Je me rappelle quand je suis arrivé sur mon premier triathlon, je pensais qu’il n’y avait que des pros en voyant les vélos et les tenues… le triathlète aime être beau.

 

Parlons des pneumatiques Continental que tu utilises Denis. Tu as eu des crevaisons cette année?

 

En course aucune. A l’entraînement ça peut arriver mais je fais tellement de kilomètres que c’est normal, et pas toujours sur des routes bien entretenues. Je pense notamment aux routes américaines ou australiennes… En France les routes sont assez propres, on s’en rend compte quand on rouge à l’étranger.

 

 

Tu as fait le choix de ne pas utiliser de boyaux pour des raisons pratiques avant les courses, mais tu n’utilises pas non plus les GP 4000 SII.

 

A l’entraînement j’avais les GP 4000 SII mais en course je mets un Attack à l’avant et un Force à l’arrière parce que des études montrent que c’est la combinaison la plus rapide.

 

En 2019 je roulerai avec des pneus Continental GP 5000. En course, j’aurai des roues pleines tubeless sur lesquelles je monterai aussi des GP 5000. Les courses comme Hawaï où je ne pourrai pas utiliser les tubeless (roues lenticulaires interdites), je mettrai un Force à l’arrière.

 

Nous sommes début février, tu es en phase intensive de préparation?

 

Non, après Hawaï j’ai fait 3 semaines sans sport du tout.
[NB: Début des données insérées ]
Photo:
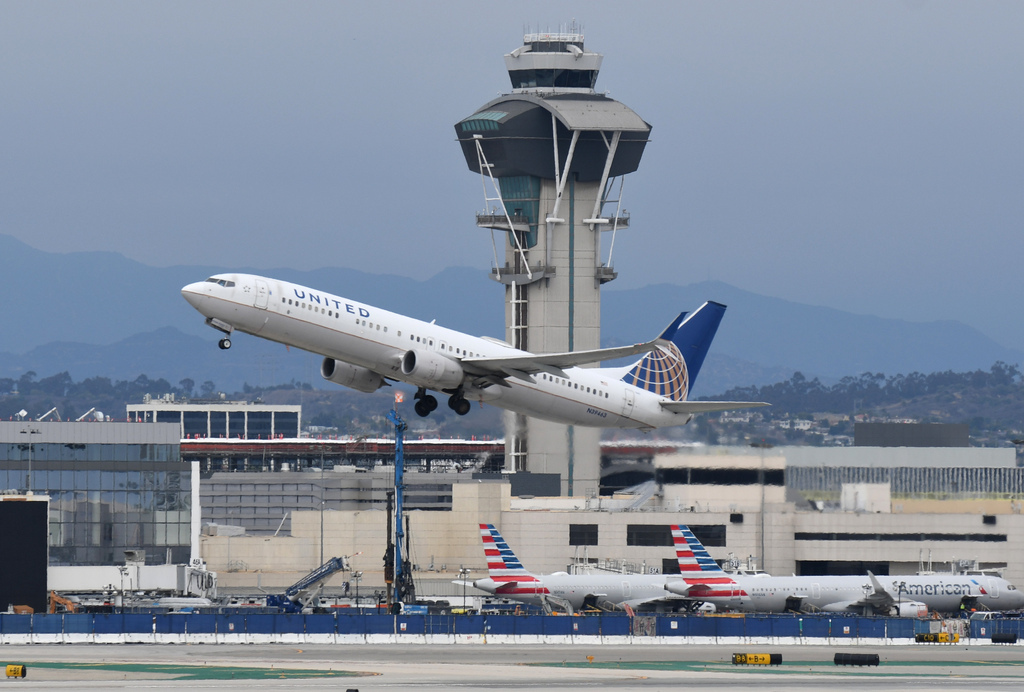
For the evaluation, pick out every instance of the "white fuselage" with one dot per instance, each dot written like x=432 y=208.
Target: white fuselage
x=620 y=590
x=369 y=337
x=938 y=592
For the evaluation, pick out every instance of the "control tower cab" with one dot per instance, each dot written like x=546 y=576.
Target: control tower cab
x=553 y=155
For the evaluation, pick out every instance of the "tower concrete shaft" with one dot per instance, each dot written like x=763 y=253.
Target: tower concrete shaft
x=550 y=155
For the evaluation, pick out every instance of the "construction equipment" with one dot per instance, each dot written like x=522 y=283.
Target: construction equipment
x=396 y=563
x=304 y=594
x=59 y=604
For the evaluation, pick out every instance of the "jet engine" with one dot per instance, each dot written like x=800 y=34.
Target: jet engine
x=425 y=369
x=347 y=375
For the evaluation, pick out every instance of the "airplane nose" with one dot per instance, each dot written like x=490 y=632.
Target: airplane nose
x=194 y=294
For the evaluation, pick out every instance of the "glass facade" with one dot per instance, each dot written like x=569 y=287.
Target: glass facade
x=236 y=420
x=104 y=498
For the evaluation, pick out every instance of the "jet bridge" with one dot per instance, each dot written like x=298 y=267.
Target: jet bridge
x=305 y=593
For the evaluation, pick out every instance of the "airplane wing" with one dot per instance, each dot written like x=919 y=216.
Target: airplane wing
x=522 y=366
x=704 y=406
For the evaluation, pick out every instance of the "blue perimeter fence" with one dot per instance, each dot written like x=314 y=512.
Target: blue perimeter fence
x=342 y=622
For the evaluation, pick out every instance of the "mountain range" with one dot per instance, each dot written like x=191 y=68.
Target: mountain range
x=102 y=314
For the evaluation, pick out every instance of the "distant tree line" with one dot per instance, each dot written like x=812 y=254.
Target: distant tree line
x=873 y=389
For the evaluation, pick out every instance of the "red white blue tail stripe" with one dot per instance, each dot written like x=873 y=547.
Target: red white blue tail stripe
x=505 y=568
x=699 y=569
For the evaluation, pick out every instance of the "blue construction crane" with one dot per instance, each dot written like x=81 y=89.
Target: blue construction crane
x=304 y=593
x=402 y=575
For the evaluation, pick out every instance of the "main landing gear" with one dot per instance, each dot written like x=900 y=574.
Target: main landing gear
x=427 y=402
x=459 y=404
x=424 y=402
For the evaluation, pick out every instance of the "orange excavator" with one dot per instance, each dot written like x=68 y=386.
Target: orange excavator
x=59 y=604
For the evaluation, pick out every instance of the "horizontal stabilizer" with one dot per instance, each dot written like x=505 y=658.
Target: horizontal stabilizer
x=520 y=365
x=705 y=406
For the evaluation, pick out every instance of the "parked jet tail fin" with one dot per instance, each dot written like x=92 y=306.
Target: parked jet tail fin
x=502 y=562
x=691 y=554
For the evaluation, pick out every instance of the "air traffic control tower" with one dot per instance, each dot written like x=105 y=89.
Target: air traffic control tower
x=553 y=155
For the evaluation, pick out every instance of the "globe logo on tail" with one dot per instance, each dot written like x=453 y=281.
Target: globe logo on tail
x=663 y=372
Ensuite, j’ai repris tranquillement, je me suis entraîné 8 semaine selon me sensations. J’ai recommencé à bosser avec mon entraîneur il y a 3 semaines. 

 

La semaine dernière j’ai fait une semaine à 19 heures, c’est encore assez cool…ma moyenne en 2018 c’était 24 heures par semaine. On ne peut pas être en « prépa » toute l’année. Au mois de mars ça recommencera à être plus costaud.